Upload problems?

Gary Roberts
Gary Roberts
Moderator
Joined: 9 Feb 05
Posts: 5872
Credit: 117850628301
RAC: 34824032

RE: Does the WUs that have

Message 59181 in response to message 59177

Quote:
Does the WUs that have been sent out, but are not being crunched because the machines are in 1 week coma (some machines have 300+ waiting in the cache) have an effect on the servers/database?

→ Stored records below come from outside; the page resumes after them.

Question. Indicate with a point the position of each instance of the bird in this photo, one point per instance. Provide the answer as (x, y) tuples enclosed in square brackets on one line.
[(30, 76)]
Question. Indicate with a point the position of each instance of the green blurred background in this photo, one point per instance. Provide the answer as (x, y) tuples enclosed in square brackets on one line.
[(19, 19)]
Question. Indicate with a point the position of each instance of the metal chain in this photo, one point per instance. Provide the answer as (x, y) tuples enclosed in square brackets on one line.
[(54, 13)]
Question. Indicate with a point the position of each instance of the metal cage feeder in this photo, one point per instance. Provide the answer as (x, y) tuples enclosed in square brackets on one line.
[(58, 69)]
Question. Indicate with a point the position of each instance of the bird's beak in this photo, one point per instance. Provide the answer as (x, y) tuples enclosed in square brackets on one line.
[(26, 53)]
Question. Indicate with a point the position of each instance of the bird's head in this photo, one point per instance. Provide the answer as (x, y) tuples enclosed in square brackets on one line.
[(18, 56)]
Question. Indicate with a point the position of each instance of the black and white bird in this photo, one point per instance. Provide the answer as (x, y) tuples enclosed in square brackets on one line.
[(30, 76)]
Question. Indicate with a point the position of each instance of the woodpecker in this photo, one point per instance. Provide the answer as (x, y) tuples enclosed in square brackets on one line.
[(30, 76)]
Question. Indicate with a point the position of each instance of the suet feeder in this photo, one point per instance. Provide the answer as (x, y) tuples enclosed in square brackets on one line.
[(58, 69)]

A couple of points to note:-

  • *Even if a machine is in a 1 week backoff, it will still be crunching and uploading (when it can) all work previously sent to it.
    *It's just the reporting stage that is not being done or even attempted.
    *The machine will only truly be idle once its cache is fully crunched and uploaded.
    *There shouldn't be any great impact on the servers once they are back on line as these stuck reports out in limbo-land are just like any other slow reporting work.
    *One impact on the server will come from all the clients out there waking up after the week and all clamouring to report results and refill their caches pretty much at the same general time. This could well be days after the scheduler is back on line and shouldn't generally conflict with the other, bigger load of manually updated clients hammering away just after the scheduler has first come back on line.
    *There is also a backoff for uploading but this never seems to grow to more than a few hours. As soon as the upload server is back on line, the stuck uploads will relatively quickly clear all on their own.
    *It would be really nice if the BOINC client was smart enough to notice the resumption of uploads and decide to give the scheduler (the download server) a call, just in case it was back on line as well and thereby possibly break out early from its 1 week coma.
    *There is probably a very good reason why the BOINC Devs haven't implemented something along these lines :).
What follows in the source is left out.